Eze Isiocha

Personal information
- Date of birth: 9 July 1987 (age 38)
- Place of birth: Nigeria
- Position: Forward

Senior career*
- Years: Team / Apps / (Gls)
- 2005–2006: El-Kanemi Warriors F.C.
- 2006: Enugu Rangers
- 2006–2007: Bayelsa United F.C.
- 2007: Sporting Clube de Goa
- 2007–2008: Citizen AA
- 2008–2009: Happy Valley AA /  / (4)
- 2013: Nasarawa United F.C.

= Eze Isiocha =

Nigerian footballer

Eze Isiocha (伊薩; born 9 July 1987) is a Nigerian former professional footballer.

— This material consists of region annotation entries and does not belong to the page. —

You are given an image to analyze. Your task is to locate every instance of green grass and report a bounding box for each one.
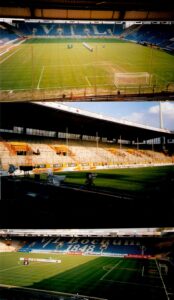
[0,253,166,300]
[53,166,174,194]
[0,39,174,94]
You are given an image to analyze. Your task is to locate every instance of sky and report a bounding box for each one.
[64,101,174,131]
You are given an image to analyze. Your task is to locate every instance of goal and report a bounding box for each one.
[114,72,151,87]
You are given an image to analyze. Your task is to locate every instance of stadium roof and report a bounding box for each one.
[0,227,171,237]
[0,102,174,142]
[0,0,174,20]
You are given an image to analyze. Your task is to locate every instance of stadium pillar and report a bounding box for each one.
[96,132,98,150]
[120,135,121,149]
[66,127,68,147]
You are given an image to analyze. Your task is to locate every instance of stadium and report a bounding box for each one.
[0,1,174,101]
[0,0,174,300]
[0,228,174,300]
[0,102,174,228]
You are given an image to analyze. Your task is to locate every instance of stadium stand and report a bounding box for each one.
[0,139,174,172]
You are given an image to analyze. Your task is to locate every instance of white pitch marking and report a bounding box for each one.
[100,260,122,280]
[85,76,91,86]
[37,66,45,90]
[0,48,21,64]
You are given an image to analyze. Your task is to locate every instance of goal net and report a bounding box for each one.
[114,72,151,87]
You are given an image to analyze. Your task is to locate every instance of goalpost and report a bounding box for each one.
[114,72,152,87]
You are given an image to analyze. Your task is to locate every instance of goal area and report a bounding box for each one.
[114,72,152,87]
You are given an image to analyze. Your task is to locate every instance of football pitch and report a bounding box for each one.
[0,253,169,300]
[0,38,174,98]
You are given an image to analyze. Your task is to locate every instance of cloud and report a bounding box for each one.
[149,102,174,120]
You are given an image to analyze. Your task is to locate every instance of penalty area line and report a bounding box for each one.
[100,260,122,280]
[85,76,91,86]
[37,66,45,90]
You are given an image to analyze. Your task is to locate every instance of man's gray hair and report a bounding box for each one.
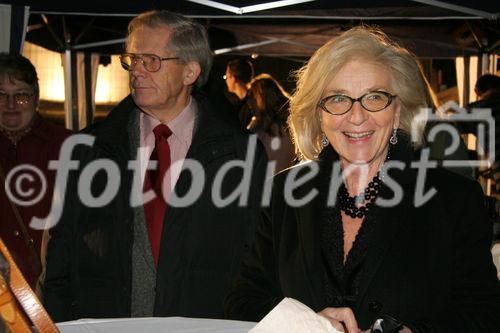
[126,10,213,88]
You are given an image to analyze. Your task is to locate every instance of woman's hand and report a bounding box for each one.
[318,308,361,333]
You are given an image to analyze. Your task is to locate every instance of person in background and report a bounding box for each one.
[246,74,295,172]
[225,27,500,333]
[42,10,267,321]
[224,58,255,127]
[0,53,71,289]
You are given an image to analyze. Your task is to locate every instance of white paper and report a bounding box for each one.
[248,298,340,333]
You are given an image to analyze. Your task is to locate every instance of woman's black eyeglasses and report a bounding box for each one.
[318,91,396,116]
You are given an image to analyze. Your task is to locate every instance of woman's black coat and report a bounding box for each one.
[225,141,500,332]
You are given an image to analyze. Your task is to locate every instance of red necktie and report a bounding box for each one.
[144,124,172,266]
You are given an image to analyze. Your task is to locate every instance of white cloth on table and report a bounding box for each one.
[56,317,255,333]
[249,298,339,333]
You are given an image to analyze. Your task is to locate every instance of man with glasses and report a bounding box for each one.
[43,11,267,321]
[0,53,70,289]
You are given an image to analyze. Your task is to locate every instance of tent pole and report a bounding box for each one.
[412,0,498,20]
[64,49,73,130]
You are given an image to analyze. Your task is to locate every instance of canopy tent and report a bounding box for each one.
[0,0,500,128]
[7,0,500,58]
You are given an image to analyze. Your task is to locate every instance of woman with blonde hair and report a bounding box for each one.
[244,74,295,173]
[225,27,500,332]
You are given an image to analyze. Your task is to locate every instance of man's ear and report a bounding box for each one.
[183,61,201,86]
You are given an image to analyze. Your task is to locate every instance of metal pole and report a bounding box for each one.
[64,49,73,130]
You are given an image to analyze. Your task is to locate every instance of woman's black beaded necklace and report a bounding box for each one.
[338,171,382,218]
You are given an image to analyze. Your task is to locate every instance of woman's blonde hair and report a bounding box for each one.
[288,26,432,160]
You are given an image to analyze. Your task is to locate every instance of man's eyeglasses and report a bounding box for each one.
[0,92,35,105]
[120,53,179,72]
[318,91,396,116]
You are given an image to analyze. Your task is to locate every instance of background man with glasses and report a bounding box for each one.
[0,53,70,289]
[43,11,267,321]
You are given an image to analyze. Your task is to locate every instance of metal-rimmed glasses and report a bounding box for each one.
[120,53,179,72]
[318,91,396,116]
[0,91,35,105]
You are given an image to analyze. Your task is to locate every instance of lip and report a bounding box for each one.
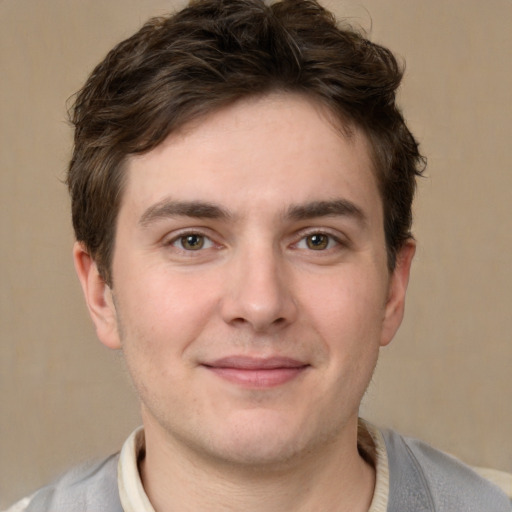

He last played as a forward for Nasarawa United in the Nigeria Professional Football League in 2013. Isiocha also holds Hong Kong citizenship.

==Career==
===Earlier career===
Isiocha began his senior professional career at the Nigerian Premier League side El-Kanemi Warriors in 2005, before moving to the Nigerian giants Enugu Rangers FC in 2006. He appeared for Rangers in the CAF Champions League matches.

Later in 2007, he signed with another Nigerian side Bayelsa United and played there until the club sacked seventeen out of thirty seven players including him, on its books for the 2007 football season.

===Hong Kong===
In 2007, Isiocha signed with Hong Kong Premier League side Citizen AA and won the 2007–08 Hong Kong FA Cup.

The number 9 emblazoned on the back of his jersey at Happy Valley AA, Isiocha was ready by the second round of the 2008–09 Hong Kong First Division League hosting Fourway, contributing a hat-trick in a 9–0 hammering of Mutual and finishing the season with four goals.

===India===
Isiocha came to India and signed with Goa based Sporting Clube de Goa during the middle of 2007. Few days later he lodged a complaint to FIFA, the world football governing body, claiming he had got a three-year contract but it was ended prematurely so they owed him money. In turn, FIFA asked the Flaming Orange to pay him but they denied it, threatening to take the case to the Court of Arbitration for Sports.

Isiocha, whose three-year contract with the club, beginning in 2007-08 was terminated after two months through the complaints to FIFA that he hadn't received his salary. Following investigations, FIFA asked the Goan club to pay. Peter Vaz, president of SCG, though said the club doesn't have to.